L'évangile du mercredi - (Mt 6, 1-6.16-18)

...Si vous voulez vivre comme des justes, évitez d’agir devant les hommes pour vous faire remarquer... Ainsi quand tu fais l’aumône, ne fais pas sonner de la trompette devant toi. ...Mais toi quand tu fais l’aumône que ta main gauche ignore ce que fait ta main droite, afin que ton aumône reste dans le secret; ton Père voit ce que tu fais en secret; il te le revaudra. ... Et quand vous priez, ne soyez pas comme ceux qui se donnent en spectacle.   Mais toi, quand tu pries, retire-toi au fond de ta maison, et prie ton Père qui est présent dans le secret; ton Père voit ce que tu fais dans le secret; il te le revaudra. ... Et quand vous jeûnez, ne prenez pas un air abattu, comme ceux qui se donnent en spectacle. ... Mais toi, quand tu jeûnes, parfume-toi la tête et lave-toi le visage; ainsi, ton jeûne ne sera pas connu des hommes, mais seulement de ton Père qui est présent dans le secret; ton Père voit ce que tu fais en secret; il te le revaudra.

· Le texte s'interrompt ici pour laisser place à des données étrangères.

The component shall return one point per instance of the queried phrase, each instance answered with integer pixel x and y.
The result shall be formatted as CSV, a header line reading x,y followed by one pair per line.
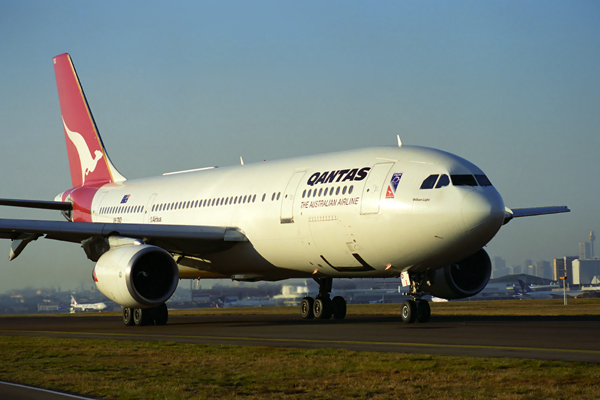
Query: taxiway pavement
x,y
553,338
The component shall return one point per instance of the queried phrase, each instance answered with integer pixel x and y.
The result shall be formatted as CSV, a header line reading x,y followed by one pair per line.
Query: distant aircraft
x,y
526,292
400,211
86,307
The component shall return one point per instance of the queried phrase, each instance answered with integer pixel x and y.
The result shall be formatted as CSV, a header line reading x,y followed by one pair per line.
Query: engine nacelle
x,y
137,276
463,279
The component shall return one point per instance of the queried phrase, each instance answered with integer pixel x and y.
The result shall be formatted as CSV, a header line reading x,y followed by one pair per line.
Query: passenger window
x,y
444,181
483,180
463,180
429,182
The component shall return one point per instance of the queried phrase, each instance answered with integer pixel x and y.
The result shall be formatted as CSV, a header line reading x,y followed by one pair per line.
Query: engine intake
x,y
137,276
463,279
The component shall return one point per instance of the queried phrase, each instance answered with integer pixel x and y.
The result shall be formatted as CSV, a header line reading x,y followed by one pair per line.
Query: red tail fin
x,y
88,160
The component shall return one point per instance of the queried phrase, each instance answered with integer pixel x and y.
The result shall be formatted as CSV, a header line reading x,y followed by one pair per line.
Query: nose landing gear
x,y
416,309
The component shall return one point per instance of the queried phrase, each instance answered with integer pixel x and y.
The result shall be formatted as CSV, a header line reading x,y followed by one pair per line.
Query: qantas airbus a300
x,y
418,213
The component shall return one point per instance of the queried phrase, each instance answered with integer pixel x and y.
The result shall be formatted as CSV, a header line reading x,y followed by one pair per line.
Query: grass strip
x,y
162,370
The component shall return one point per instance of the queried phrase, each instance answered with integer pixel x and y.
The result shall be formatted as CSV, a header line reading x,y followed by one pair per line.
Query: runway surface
x,y
552,338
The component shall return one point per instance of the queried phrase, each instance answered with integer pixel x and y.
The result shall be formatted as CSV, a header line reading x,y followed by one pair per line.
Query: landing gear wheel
x,y
128,316
321,309
423,311
138,317
161,314
338,305
408,312
306,308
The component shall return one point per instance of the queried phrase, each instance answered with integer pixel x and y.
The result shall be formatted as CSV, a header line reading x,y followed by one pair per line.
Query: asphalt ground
x,y
562,338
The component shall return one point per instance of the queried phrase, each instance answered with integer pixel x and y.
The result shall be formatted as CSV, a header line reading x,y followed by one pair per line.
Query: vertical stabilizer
x,y
88,160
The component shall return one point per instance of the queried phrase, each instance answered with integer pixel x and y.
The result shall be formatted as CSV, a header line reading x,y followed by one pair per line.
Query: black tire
x,y
306,308
161,315
408,312
322,309
128,316
138,317
338,307
423,311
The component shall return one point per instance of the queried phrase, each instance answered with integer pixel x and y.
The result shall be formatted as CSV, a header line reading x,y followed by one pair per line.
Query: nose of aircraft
x,y
482,209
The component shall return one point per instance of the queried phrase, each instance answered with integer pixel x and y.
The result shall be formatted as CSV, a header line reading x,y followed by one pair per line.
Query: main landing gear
x,y
416,309
323,307
146,316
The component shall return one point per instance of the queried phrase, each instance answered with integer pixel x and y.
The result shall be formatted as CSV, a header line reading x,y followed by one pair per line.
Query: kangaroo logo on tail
x,y
86,161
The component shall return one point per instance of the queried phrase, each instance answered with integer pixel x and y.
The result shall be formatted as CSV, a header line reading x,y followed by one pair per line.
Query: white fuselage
x,y
368,221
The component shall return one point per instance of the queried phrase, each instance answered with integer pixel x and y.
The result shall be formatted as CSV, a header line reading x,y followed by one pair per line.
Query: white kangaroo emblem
x,y
86,161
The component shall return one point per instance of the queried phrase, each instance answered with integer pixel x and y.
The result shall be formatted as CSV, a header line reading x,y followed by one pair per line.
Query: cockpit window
x,y
444,181
429,182
483,180
463,180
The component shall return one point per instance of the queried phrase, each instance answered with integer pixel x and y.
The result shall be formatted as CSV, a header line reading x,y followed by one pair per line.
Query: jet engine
x,y
137,276
464,278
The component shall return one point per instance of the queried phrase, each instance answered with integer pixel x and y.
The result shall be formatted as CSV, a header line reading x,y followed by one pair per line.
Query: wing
x,y
41,204
181,239
532,211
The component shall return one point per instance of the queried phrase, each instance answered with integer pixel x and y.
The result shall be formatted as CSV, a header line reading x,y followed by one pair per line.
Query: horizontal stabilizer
x,y
532,211
41,204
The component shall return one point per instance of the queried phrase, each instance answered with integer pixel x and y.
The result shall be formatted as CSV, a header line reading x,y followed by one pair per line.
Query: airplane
x,y
86,307
528,293
386,212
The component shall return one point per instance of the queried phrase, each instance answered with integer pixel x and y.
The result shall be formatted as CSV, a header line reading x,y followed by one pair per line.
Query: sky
x,y
512,86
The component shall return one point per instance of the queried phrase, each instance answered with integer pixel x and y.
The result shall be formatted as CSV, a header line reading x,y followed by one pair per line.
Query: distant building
x,y
584,271
585,252
542,269
562,266
499,267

L’aumône, la prière et le jeûne sont trois pratiques fondamentales de la piété juive. Elles garderont de l’importance pour les premiers chrétiens.

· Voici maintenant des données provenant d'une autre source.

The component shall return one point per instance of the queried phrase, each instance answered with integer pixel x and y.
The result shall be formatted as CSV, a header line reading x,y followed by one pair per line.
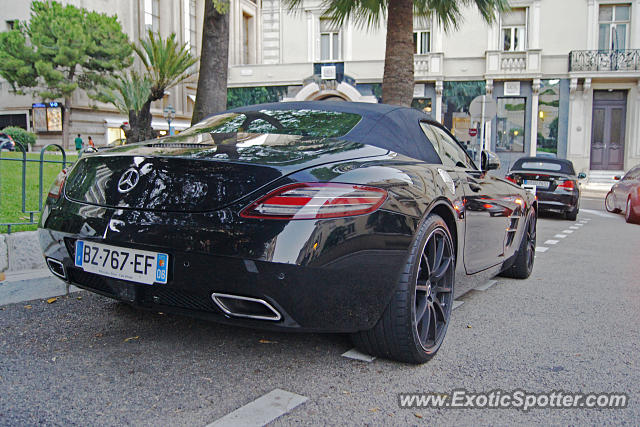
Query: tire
x,y
414,324
523,264
571,215
610,203
629,216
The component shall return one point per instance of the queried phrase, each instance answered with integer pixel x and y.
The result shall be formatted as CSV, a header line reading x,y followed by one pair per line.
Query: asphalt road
x,y
572,326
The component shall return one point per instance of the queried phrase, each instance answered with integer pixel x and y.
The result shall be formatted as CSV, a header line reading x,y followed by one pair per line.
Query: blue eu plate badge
x,y
161,268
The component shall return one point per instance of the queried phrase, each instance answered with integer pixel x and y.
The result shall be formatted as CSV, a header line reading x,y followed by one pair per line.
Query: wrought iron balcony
x,y
499,63
604,60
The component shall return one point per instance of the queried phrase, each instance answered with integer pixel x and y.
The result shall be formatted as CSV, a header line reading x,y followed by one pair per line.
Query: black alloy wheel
x,y
414,324
434,290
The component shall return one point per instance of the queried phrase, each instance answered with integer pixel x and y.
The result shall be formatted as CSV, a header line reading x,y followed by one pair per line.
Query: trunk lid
x,y
542,180
202,172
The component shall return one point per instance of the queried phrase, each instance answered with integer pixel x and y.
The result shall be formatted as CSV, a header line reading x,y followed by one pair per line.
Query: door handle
x,y
474,187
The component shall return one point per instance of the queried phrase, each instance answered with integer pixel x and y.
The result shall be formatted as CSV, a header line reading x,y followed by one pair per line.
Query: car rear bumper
x,y
333,276
557,202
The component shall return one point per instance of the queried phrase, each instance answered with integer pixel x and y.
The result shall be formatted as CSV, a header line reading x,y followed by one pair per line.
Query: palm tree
x,y
398,79
211,96
166,63
128,92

L’aumône était souvent considérée comme une oeuvre de justice plutôt qu’une oeuvre de charité: on ne donnait pas en faisant l’aumône; on s’acquittait plutôt d’une dette qui finalement était vis-à-vis de Dieu. Cette perspective de l’aumône et de l’aide à quelqu’un dans le besoin est passée dans l’Islam où elle se retrouve encore aujourd’hui. Au temps de Jésus, le nombre de gens très pauvres était particulièrement important et l’aumône représentait la seule forme d’aide sociale.

Ceux qui pouvaient faire une aumône un peu importante pouvaient en profiter pour se faire valoir: Jésus les appelle des hypocrites, ce qui vient d’un mot grec signifiant des acteurs.

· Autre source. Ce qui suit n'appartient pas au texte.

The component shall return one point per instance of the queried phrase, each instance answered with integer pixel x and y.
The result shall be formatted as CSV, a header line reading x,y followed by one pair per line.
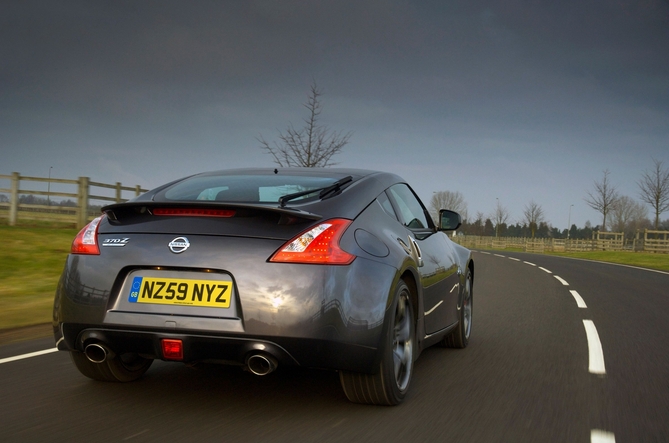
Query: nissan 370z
x,y
337,269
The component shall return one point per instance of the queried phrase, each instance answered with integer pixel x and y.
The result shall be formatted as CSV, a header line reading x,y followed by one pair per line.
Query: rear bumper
x,y
226,349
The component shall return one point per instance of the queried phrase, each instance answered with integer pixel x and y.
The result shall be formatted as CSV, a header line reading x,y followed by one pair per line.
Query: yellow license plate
x,y
179,291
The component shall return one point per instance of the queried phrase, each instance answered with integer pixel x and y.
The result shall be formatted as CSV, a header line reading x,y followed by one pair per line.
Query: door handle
x,y
419,254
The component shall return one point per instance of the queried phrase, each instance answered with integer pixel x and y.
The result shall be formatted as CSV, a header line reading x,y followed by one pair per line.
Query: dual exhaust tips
x,y
258,364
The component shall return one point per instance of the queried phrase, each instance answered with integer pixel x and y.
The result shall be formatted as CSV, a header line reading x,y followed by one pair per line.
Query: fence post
x,y
14,199
83,201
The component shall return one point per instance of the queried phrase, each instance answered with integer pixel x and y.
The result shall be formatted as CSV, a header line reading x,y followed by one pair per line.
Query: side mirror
x,y
449,220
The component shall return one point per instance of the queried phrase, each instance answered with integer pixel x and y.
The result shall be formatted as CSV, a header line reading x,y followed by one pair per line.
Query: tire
x,y
120,368
460,337
390,384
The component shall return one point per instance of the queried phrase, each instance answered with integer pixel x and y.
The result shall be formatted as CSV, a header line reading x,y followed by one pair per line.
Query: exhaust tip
x,y
96,353
261,364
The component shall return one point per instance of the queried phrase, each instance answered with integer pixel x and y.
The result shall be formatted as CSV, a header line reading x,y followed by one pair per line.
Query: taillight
x,y
86,242
318,245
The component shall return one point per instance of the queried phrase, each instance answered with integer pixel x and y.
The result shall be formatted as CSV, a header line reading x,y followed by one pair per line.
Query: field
x,y
30,266
34,256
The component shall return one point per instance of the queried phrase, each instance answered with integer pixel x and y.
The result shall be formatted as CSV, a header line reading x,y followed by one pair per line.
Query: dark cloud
x,y
474,81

A part les prières reliées au culte, les prières individuelles ont une longue tradition dans la religion juive. Le meilleur exemple sont les psaumes. Beaucoup des psaumes, au départ ont été des prières individuelles qui ont d’ailleurs souvent gardé des traces de détresse, d’impatience ou de révolte devant l’injustice de situations particulières. Les détails de la situation historique ont été perdus quand la prière individuelle a été adoptée par la communauté. Par ailleurs, différents groupes pouvaient avoir leurs propres prières. Jean Baptiste avait montré des prières à ses disciples. C’est ce qui a amené les disciples de Jésus à lui demander de leur montrer à eux aussi comment prier. Jésus lui-même a prié, dans le secret, comme il le recommande dans notre texte.

Enfin, le jeûne était une forme de piété dans les moments de deuil, dans les moments de détresse nationale ou même dans la vie courante. Jésus donne les conditions et l’esprit qu’il faut avoir pour que ces pratiques soient vraiment religieuses. D’abord elles doivent avoir pour but uniquement Dieu. Quand elles se terminent à un avantage personnel, elles ne sont plus religieuses. Ceux qui se servent des pratiques religieuses pour eux-mêmes, Jésus les appellent des hupocritès, des acteurs.

La seconde condition est contenue dans la mention du secret: donner en secret, prier dans le secret, le Père qui est là et qui voit dans le secret. L’expression suggère une connotation d’intimité. Dans ces actions faites pour Dieu, il y a une présence de Dieu qui veut une rencontre intime, personnelle. C’est à cette présence que le juste doit chercher à s’ouvrir par ces pratiques de piété.